He looked back to Andi, his expression overcome with sadness. But sadness for what, she wondered? The years they’d lost? The mistakes they’d both made?
He looked so much older now. Four years had passed, and yet it seemed like ten.
Had he missed her? Had he wanted to find her after she’d run?
As she looked at him, the memory of their final moments together took shape.
*
He’d come to visit her in the holding cell, in the southern sector of the capital city. She’d been nearly starved for three days, and her energy was growing faint.
“It’s happening tomorrow, Androma,” her father said.
She’d barely been able to look at him without wanting to cry. But she had no tears left. “Will it hurt?” she asked.
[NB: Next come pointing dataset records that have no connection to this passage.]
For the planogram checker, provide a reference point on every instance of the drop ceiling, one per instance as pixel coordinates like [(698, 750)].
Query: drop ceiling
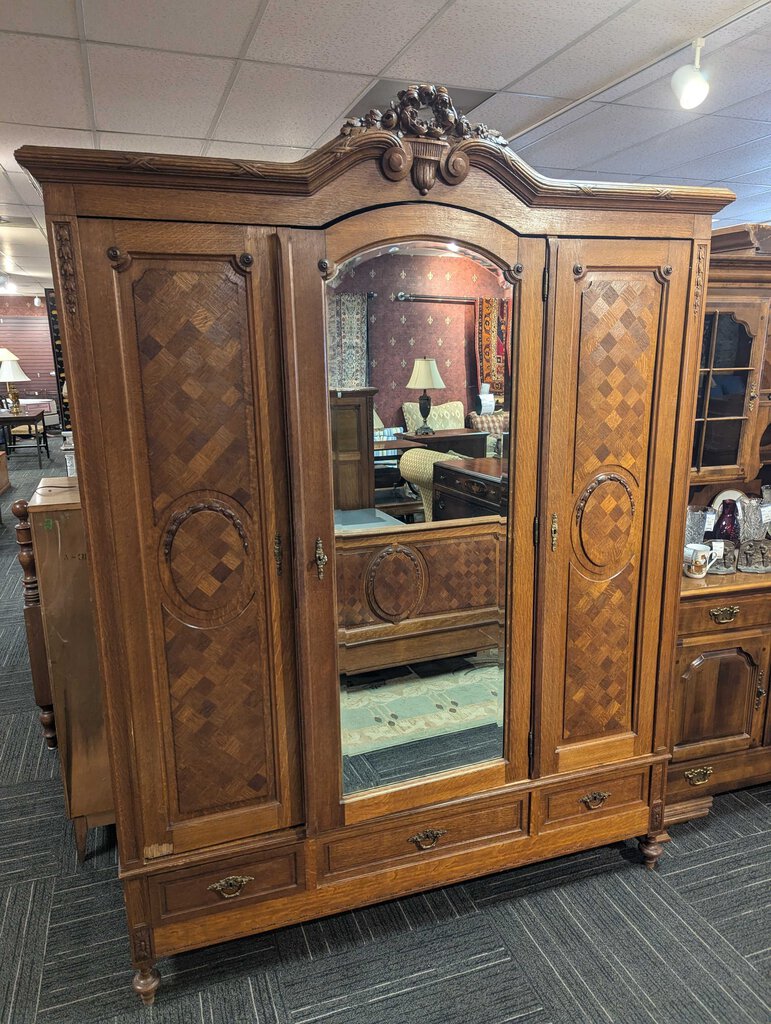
[(582, 90)]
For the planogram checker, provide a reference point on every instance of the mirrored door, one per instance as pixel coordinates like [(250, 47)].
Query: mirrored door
[(421, 350)]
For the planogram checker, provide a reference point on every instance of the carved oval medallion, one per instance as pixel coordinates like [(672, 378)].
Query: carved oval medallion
[(206, 549), (604, 515), (396, 583)]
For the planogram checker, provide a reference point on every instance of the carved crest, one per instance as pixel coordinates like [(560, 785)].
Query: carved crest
[(426, 145)]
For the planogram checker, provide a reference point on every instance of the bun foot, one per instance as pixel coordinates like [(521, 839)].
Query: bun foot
[(145, 984), (651, 850)]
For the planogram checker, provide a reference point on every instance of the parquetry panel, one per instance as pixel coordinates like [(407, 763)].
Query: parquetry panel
[(220, 713), (618, 328), (191, 331), (600, 654)]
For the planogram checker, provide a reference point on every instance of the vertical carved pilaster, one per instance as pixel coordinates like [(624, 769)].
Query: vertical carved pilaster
[(698, 288), (62, 236), (41, 682)]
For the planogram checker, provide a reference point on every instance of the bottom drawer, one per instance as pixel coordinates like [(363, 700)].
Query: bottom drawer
[(425, 836), (593, 798), (226, 884)]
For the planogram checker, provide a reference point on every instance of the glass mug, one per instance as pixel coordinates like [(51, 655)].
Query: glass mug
[(697, 558)]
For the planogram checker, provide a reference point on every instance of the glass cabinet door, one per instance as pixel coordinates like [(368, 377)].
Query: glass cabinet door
[(728, 391)]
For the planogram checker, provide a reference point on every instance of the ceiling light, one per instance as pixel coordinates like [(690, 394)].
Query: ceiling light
[(689, 82)]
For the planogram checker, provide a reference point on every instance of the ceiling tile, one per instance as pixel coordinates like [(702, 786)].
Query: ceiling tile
[(352, 35), (150, 143), (588, 142), (28, 192), (686, 150), (309, 101), (510, 113), (487, 44), (245, 151), (731, 162), (42, 82), (12, 136), (40, 16), (190, 26), (627, 42), (156, 93)]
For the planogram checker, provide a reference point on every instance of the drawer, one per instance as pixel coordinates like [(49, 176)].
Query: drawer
[(724, 611), (426, 836), (190, 891), (593, 798)]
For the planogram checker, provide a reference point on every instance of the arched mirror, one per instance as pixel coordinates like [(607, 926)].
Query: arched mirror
[(419, 344)]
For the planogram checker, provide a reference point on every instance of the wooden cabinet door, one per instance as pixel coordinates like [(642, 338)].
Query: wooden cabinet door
[(717, 700), (185, 421), (614, 373)]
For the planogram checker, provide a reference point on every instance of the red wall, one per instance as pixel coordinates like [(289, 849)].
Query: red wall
[(444, 331)]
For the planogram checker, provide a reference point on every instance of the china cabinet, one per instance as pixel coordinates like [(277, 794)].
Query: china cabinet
[(193, 308), (720, 725)]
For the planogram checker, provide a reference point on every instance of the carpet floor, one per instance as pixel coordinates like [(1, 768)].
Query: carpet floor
[(587, 939)]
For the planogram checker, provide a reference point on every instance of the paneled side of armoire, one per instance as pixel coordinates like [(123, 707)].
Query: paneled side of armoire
[(193, 299)]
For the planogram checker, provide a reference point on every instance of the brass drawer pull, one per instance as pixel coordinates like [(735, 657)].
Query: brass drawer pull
[(724, 613), (594, 800), (427, 839), (698, 776), (231, 886)]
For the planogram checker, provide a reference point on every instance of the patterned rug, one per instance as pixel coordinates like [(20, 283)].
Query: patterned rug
[(422, 701)]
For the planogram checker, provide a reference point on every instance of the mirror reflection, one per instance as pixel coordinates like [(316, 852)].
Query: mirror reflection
[(419, 359)]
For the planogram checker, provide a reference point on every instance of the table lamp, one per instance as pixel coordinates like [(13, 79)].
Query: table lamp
[(425, 375), (10, 372)]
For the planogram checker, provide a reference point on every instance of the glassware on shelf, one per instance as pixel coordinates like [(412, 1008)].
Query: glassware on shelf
[(727, 526), (695, 523)]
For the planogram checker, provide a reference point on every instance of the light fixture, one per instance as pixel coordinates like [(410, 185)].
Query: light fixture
[(425, 374), (689, 82), (10, 372)]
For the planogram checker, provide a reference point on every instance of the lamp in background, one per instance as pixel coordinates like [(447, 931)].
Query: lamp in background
[(689, 82), (425, 375), (10, 372)]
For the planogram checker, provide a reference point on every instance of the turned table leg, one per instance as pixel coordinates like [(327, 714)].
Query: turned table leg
[(145, 984), (41, 682)]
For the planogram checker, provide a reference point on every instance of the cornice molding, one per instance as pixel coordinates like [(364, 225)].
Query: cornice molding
[(443, 147)]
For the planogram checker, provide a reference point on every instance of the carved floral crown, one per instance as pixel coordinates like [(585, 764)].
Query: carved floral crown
[(426, 146)]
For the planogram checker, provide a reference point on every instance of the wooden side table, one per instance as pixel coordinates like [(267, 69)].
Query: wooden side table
[(462, 440)]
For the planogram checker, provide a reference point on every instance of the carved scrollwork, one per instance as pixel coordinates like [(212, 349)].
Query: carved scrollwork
[(181, 517), (429, 146), (602, 478)]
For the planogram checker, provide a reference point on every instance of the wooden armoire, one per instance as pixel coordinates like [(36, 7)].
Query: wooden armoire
[(191, 299)]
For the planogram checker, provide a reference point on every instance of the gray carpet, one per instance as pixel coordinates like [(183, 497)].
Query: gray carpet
[(588, 939)]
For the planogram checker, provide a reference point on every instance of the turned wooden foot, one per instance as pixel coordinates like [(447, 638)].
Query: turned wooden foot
[(81, 837), (651, 850), (145, 984)]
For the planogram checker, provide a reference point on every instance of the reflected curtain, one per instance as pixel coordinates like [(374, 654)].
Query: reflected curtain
[(346, 341), (493, 344)]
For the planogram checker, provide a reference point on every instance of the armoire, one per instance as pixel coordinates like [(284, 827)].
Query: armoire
[(191, 299)]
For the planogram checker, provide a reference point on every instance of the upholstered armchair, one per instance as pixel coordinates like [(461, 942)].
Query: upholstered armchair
[(417, 467)]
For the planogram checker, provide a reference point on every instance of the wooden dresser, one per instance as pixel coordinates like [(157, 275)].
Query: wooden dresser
[(193, 303)]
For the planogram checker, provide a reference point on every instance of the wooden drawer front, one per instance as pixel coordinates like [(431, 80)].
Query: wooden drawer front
[(593, 798), (724, 611), (188, 891), (424, 836)]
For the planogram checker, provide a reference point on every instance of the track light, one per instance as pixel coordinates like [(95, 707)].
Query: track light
[(689, 82)]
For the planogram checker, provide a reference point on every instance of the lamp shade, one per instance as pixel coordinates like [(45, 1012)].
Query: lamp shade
[(10, 371), (425, 374)]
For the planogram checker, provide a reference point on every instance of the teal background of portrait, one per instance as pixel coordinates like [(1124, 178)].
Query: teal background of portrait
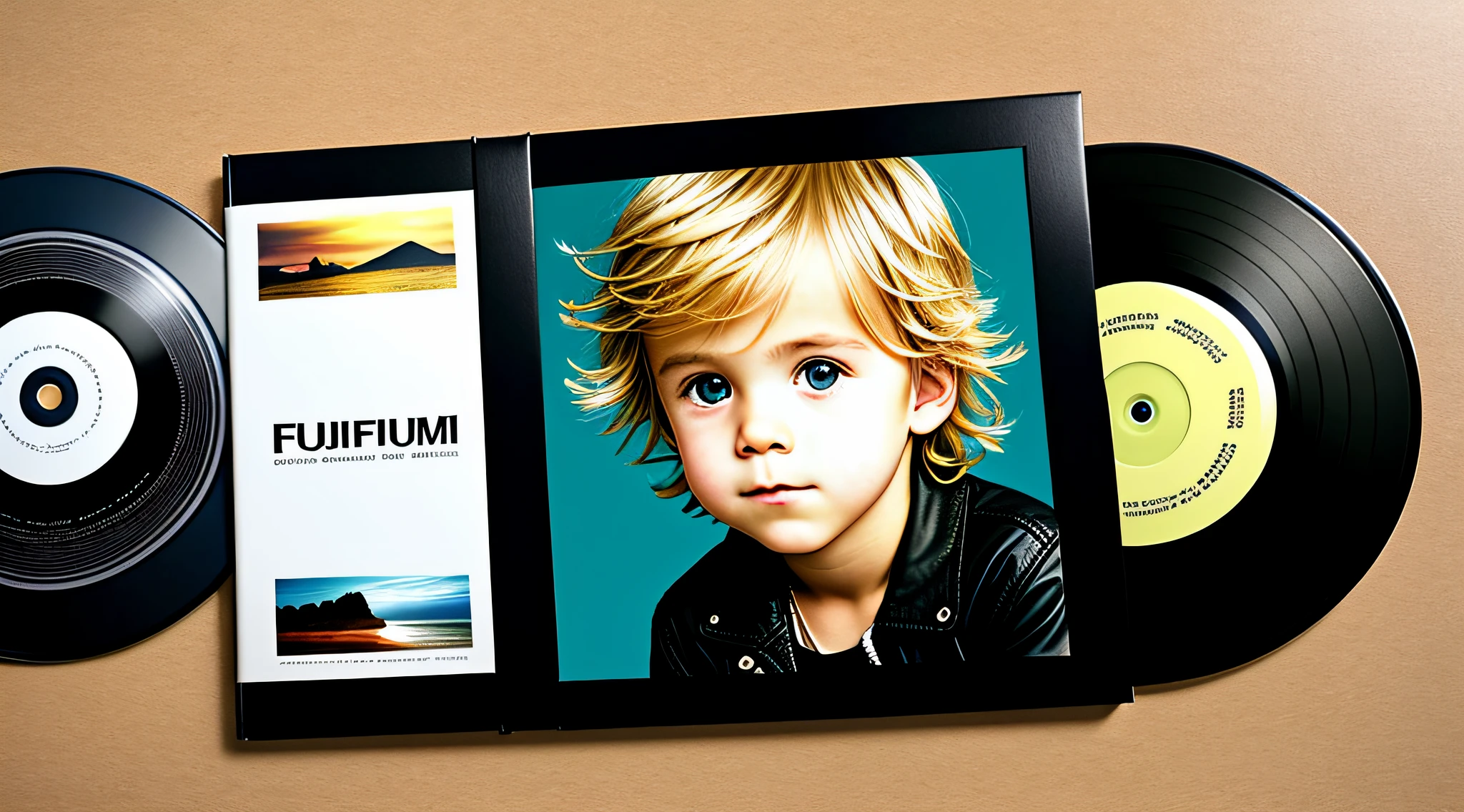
[(617, 548)]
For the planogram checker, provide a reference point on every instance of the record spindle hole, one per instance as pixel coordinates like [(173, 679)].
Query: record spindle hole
[(49, 397)]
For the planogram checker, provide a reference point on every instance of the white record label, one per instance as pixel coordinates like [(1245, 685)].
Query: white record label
[(106, 397)]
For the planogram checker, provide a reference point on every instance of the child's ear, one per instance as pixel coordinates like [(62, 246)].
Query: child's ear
[(936, 395)]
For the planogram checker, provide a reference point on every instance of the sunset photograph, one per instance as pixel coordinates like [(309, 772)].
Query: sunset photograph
[(384, 252)]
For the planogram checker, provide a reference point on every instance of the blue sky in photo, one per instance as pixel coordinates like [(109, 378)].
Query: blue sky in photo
[(412, 598)]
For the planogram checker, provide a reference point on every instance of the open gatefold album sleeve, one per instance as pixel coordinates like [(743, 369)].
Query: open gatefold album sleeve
[(803, 407)]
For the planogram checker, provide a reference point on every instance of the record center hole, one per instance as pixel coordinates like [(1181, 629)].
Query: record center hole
[(49, 397), (1141, 412)]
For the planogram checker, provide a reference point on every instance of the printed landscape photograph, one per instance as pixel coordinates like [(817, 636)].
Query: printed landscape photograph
[(384, 252), (362, 615)]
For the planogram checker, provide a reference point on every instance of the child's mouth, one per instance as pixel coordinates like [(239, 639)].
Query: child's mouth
[(775, 495)]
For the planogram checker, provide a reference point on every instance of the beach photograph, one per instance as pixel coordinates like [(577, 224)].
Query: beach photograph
[(363, 615), (384, 252)]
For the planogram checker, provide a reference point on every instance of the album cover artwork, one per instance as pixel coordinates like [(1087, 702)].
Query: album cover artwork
[(754, 378)]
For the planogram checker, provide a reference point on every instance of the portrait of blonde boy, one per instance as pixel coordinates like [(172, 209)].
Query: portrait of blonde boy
[(810, 347)]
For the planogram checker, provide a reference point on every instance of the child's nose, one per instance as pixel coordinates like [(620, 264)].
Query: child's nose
[(765, 435)]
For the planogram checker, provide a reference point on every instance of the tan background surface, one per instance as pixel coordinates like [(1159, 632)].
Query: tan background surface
[(1355, 103)]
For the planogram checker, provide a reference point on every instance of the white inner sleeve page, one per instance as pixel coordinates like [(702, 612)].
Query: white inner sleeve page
[(403, 525)]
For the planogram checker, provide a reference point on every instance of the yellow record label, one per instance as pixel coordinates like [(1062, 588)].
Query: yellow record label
[(1192, 407)]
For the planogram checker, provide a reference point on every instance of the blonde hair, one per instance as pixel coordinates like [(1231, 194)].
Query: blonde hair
[(716, 246)]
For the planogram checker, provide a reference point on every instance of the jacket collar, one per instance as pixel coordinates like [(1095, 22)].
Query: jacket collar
[(926, 571)]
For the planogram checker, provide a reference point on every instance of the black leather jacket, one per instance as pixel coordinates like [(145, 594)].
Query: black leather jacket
[(977, 575)]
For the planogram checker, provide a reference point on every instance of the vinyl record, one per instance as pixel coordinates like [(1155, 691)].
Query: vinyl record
[(1287, 510), (113, 493)]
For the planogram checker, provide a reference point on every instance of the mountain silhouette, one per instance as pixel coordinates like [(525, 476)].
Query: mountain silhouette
[(343, 613), (276, 274), (406, 255)]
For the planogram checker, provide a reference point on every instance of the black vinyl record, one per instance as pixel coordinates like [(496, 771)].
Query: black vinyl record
[(1347, 406), (113, 483)]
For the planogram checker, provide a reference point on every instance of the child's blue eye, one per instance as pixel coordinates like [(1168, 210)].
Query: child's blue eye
[(709, 390), (820, 373)]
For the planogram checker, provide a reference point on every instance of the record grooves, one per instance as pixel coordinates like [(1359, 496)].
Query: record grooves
[(113, 493), (1347, 402)]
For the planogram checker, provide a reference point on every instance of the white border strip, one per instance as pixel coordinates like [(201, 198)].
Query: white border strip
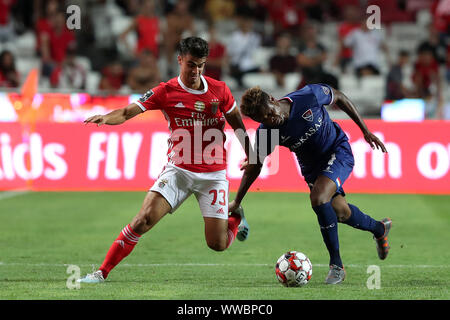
[(151, 265), (11, 194)]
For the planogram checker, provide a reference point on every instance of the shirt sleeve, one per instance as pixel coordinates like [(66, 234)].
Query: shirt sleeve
[(323, 94), (153, 99), (228, 100)]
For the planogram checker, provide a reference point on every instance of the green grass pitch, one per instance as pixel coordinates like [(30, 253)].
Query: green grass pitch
[(42, 233)]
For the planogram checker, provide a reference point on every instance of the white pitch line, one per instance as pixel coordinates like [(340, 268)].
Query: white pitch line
[(141, 265)]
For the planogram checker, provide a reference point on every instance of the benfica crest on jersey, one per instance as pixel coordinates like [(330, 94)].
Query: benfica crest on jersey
[(308, 115), (146, 96)]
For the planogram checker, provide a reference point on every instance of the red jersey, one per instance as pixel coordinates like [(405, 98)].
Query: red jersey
[(196, 121)]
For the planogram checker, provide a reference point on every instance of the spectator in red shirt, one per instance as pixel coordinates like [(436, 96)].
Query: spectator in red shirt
[(9, 77), (146, 25), (145, 75), (426, 76), (6, 24)]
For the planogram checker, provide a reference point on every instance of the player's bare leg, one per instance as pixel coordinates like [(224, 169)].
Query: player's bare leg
[(352, 216), (221, 233), (322, 191), (154, 207), (216, 233)]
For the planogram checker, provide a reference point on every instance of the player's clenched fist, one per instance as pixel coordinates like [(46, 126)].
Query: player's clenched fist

He’d glanced over his shoulder to where the guards waited several paces away down the hall.
When he looked back at her, his expression was haunted. As if he were already looking at his daughter’s ghost. “The injection is painless.”
Andi had nodded then. His words felt so unreal, they hardly registered.
Tomorrow she was going to die.
“Where is Mom?” Andi asked. “Is she coming to say goodbye?”
Tears streamed down his cheeks. “No,” he whispered. “She’s not well, Androma.”
As she looked at him, she felt hollow. The guards approached then, telling them that time was up.
“Just a final goodbye,” her father told them. “I...won’t be able to do it, tomorrow.”
“Make it quick, Oren,” the soldier in charge said. He glanced at Andi, equal parts sadness and disappointment in his face. Andi’s father had been a soldier his entire life, was as close as family to these comrades who worked the barracks. The soldier ushered the others a few paces away to give Andi and her father space.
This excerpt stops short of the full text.